Pubblicato: 04-02-2023
Rubrica: Dibattiti
Craxi e il partito: un problema di metodo?

Il dibattito su Bettino Craxi che si sta sviluppando in queste settimane su “Critica Sociale” è stimolante perché sta cercando, senza retorica né agiografie, di provare a mettere a fuoco meriti e complessità di una figura centrale della storia socialdemocratica, come hanno ribadito con chiarezza Alberto Benzoni, Massimiliano Amato e Giovanni Scirocco.

Con questo intervento mi propongo, più in piccolo, di riflettere attorno a un tassello della complessa vicenda politica e umana di Craxi: quale il suo rapporto con il Psi e la sua macchina organizzativa?

Nella prima fase della sua segreteria, grosso modo attorno al periodo 1976-1981, il partito ebbe innegabilmente un ruolo centrale. Vari livelli della “macchina” vennero coinvolti, per esempio, nell’elaborazione del Progetto socialista, forse l’ultimo documento ad ampio respiro concepito in un partito della sinistra italiana, capace di prospettare proposte per la quotidianità e al tempo stesso di tracciare una rotta per la trasformazione profonda della società, ovviamente in senso socialista.

Con l’arrivo degli anni Ottanta, e ancor di più dopo l’assunzione della guida del governo nel 1983, ecco però che quel tipo di approccio venne progressivamente messo da parte. Contestualmente al declino del “partito di massa tradizionale” e all’ascesa del “partito americano elettorale”, al Congresso di Palermo del 1981 – come ha ricordato Scirocco – Craxi fece approvare la modifica dell’articolo 26 dello statuto, consentendo così l’elezione diretta del segretario nazionale da parte dei delegati congressuali.

Quella scelta corrispose però ad un sostanziale abbandono dell’idea di rafforzare la struttura del partito, anche attraverso un ampliamento del suo radicamento sociale. Certo, il Psi non fu l’unica forza della socialdemocrazia europea ad agire in questo senso – si pensi, ad esempio, al travaglio del Labour inglese, a quello della Spd tedesca e anche a quello del Ps francese di Mitterrand sempre negli anni Ottanta –; tuttavia, questa scelta, che all’epoca parve ai più in linea con il nuovo clima politico e culturale che si stava affermando nel paese dopo le vicissitudini degli anni Settanta, fu all’origine dell’implosione del 1992-1994.

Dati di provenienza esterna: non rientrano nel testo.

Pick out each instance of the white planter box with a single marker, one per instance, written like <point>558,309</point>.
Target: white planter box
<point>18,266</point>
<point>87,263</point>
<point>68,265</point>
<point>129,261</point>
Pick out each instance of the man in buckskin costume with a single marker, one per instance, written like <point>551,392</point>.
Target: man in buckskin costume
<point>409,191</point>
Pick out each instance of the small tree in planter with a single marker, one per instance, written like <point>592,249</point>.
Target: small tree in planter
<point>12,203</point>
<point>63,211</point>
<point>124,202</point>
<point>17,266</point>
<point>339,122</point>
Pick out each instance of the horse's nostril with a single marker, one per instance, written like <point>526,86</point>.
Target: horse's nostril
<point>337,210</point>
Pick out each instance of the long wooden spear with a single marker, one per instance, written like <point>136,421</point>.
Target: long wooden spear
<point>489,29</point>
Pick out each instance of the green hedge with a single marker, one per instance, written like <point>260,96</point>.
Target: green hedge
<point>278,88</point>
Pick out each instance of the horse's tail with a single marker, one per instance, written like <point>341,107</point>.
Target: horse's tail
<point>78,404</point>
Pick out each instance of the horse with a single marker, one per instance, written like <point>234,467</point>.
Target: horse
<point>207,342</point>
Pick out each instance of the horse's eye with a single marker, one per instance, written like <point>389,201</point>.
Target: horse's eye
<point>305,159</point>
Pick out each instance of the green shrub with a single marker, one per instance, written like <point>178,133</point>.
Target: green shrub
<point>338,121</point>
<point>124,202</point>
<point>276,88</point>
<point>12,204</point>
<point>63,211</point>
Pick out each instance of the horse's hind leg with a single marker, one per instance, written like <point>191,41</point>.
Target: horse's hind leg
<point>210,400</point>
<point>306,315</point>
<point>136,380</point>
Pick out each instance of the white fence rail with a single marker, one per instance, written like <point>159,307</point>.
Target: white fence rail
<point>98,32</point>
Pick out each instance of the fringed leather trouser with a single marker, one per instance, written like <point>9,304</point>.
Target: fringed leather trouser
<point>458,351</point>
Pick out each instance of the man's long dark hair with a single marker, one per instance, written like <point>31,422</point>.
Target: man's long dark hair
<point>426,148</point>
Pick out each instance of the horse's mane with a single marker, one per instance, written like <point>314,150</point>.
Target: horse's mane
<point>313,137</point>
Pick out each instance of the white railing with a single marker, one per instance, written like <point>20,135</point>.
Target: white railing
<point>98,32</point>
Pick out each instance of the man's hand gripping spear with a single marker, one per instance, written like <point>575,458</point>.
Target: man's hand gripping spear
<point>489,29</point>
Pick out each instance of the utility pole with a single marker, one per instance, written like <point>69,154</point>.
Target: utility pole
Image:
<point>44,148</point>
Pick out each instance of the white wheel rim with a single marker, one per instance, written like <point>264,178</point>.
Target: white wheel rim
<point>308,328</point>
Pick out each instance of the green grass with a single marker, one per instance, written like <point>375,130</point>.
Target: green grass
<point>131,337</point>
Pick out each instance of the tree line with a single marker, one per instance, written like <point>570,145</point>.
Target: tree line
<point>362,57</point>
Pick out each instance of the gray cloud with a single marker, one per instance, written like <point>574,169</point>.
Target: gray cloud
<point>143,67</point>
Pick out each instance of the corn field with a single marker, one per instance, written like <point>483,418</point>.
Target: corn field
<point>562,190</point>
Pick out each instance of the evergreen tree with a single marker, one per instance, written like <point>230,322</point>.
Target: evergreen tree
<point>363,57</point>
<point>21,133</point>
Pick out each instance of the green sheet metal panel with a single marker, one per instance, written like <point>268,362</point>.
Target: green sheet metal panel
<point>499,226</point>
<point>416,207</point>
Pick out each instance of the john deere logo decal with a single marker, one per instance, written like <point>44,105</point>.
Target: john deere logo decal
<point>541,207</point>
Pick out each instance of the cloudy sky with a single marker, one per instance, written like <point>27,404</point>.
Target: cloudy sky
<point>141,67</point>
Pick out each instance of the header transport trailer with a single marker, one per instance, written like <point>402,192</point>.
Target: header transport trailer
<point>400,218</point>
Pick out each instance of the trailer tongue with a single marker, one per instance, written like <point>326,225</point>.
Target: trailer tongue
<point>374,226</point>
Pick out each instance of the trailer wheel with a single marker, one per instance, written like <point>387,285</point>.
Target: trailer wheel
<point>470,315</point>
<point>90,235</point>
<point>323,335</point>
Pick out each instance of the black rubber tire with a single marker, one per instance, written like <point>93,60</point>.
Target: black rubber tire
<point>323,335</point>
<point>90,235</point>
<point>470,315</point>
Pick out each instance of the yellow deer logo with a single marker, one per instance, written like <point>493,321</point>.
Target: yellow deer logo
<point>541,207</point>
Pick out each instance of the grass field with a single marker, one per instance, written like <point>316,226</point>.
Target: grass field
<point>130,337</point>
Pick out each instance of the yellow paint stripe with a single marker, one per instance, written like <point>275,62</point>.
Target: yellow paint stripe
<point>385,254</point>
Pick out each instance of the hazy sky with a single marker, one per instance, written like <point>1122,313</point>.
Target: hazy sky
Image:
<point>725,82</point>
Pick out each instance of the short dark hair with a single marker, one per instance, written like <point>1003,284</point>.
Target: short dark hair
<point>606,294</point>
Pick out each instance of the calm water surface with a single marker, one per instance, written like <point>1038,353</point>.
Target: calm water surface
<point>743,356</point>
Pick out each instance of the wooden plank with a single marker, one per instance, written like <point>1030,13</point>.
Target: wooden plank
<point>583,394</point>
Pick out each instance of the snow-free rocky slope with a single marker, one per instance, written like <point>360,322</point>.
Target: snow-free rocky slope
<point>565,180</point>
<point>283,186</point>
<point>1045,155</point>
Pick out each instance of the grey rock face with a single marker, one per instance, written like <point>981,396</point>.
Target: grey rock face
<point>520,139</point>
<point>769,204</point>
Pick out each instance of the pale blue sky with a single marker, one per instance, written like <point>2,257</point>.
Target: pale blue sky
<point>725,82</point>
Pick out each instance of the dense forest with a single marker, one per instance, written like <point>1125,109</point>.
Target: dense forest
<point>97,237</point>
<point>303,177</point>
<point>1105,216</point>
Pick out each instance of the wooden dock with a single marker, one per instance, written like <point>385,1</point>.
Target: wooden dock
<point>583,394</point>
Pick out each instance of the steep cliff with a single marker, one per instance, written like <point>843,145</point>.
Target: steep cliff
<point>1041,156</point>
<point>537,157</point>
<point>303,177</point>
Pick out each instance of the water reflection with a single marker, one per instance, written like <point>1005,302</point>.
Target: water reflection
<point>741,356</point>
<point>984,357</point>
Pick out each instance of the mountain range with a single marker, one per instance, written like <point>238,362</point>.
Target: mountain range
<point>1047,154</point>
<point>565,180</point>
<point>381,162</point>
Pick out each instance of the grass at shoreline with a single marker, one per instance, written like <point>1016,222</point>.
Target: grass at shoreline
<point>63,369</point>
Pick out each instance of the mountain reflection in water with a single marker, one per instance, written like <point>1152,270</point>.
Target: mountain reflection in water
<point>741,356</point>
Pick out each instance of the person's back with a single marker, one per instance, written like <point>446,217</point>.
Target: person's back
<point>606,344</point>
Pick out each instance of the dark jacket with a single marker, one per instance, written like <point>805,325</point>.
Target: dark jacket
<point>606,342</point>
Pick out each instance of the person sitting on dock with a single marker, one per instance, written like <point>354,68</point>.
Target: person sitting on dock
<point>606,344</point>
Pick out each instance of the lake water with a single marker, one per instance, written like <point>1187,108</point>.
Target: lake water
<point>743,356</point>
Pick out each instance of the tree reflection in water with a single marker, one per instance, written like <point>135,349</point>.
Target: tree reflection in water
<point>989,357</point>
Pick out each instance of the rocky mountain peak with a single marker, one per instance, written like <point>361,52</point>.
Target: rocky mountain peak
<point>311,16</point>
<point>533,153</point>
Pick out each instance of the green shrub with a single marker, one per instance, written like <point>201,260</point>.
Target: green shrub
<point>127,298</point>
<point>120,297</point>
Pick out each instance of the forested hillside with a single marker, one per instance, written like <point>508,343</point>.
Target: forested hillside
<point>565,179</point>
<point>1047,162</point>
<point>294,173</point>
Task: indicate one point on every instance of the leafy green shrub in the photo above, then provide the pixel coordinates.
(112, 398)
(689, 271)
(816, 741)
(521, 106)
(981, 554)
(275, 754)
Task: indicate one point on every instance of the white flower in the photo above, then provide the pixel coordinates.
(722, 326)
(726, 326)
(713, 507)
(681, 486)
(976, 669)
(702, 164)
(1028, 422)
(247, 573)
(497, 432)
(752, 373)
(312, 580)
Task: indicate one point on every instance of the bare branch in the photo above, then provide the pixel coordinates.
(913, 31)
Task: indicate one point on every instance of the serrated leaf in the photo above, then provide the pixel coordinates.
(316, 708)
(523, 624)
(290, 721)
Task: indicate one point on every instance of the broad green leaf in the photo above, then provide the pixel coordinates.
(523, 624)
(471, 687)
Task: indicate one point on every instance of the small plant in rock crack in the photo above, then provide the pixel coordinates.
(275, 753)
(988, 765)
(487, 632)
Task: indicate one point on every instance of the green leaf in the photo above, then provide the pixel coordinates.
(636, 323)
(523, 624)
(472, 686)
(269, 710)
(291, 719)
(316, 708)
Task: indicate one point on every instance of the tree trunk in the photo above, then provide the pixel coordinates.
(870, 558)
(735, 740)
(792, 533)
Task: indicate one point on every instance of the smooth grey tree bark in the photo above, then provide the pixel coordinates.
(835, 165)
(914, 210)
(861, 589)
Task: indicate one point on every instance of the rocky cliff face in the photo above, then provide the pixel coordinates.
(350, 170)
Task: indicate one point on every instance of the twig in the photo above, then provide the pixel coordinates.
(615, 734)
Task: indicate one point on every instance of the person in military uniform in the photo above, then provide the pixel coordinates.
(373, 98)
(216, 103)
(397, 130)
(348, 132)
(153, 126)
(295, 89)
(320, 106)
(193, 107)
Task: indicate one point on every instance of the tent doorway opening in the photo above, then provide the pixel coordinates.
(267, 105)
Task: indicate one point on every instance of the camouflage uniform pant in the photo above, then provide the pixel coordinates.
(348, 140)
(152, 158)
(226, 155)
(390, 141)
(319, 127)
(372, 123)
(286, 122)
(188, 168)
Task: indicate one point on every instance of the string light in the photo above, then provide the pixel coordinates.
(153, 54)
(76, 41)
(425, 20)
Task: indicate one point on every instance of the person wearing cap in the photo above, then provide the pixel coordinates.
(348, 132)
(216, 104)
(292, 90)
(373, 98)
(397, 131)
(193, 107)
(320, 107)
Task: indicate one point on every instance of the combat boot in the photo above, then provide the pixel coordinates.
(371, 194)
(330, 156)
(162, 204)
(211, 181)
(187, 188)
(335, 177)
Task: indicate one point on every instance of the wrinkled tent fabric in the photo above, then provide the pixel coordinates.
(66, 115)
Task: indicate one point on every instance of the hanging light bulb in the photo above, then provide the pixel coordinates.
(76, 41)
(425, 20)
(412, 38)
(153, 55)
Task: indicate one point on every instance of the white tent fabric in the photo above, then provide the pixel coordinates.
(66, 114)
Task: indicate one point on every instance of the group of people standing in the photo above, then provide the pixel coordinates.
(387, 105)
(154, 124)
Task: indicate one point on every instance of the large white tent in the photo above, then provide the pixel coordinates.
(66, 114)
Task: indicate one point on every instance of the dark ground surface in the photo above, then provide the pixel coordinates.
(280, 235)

Non voglio certo sottovalutare il peso di Tangentopoli e alcune sue storture: per esempio, basti ricordare che qualche “dubbio sulla correttezza dei metodi usati dai giudici traspariva quando dalla procura milanese filtravano anche gli allegati secretati alle domande di autorizzazione a procedere per i deputati coinvolti nel caso Chiesa, primo tra questi il leader del Psi” (S. Colarizi, M. Gervasoni, La tela di Penelope: Storia della seconda Repubblica, Laterza, Roma-Bari, 2014).

La macchina si sgretolò anche perché ve ne fu poca cura da parte di chi ne era il massimo responsabile. E non sto parlando di questioni imperscrutabili e non ben visibili già un decennio prima rispetto all’esplosione, nella primavera del 1992, dell’ondata di arresti e di avvisi di garanzia che travolse il gruppo dirigente del Psi. Nella riunione della direzione socialista del 7 settembre 1983, quindi a due mesi dall’elezione di Craxi alla presidenza del Consiglio, Riccardo Lombardi ripropose “con forza l’attribuzione alla Commissione centrale di controllo non più solo di poteri giudiziari in base a denunce di comportamenti scorretti, ma anche di poteri di iniziativa preventiva iniziando indagini generalizzate sullo stato di salute e morale delle diverse Federazioni. Accogliere tale rinnovata proposta sarebbe una manifestazione concreta della determinazione del partito ad eliminare i fattori inquinanti che ne hanno offuscato l’identità” (“Avanti!”, 9 settembre 1983).

Parole profetiche, che però non vennero ascoltate a dovere. Con le conseguenze che tutti ben conosciamo.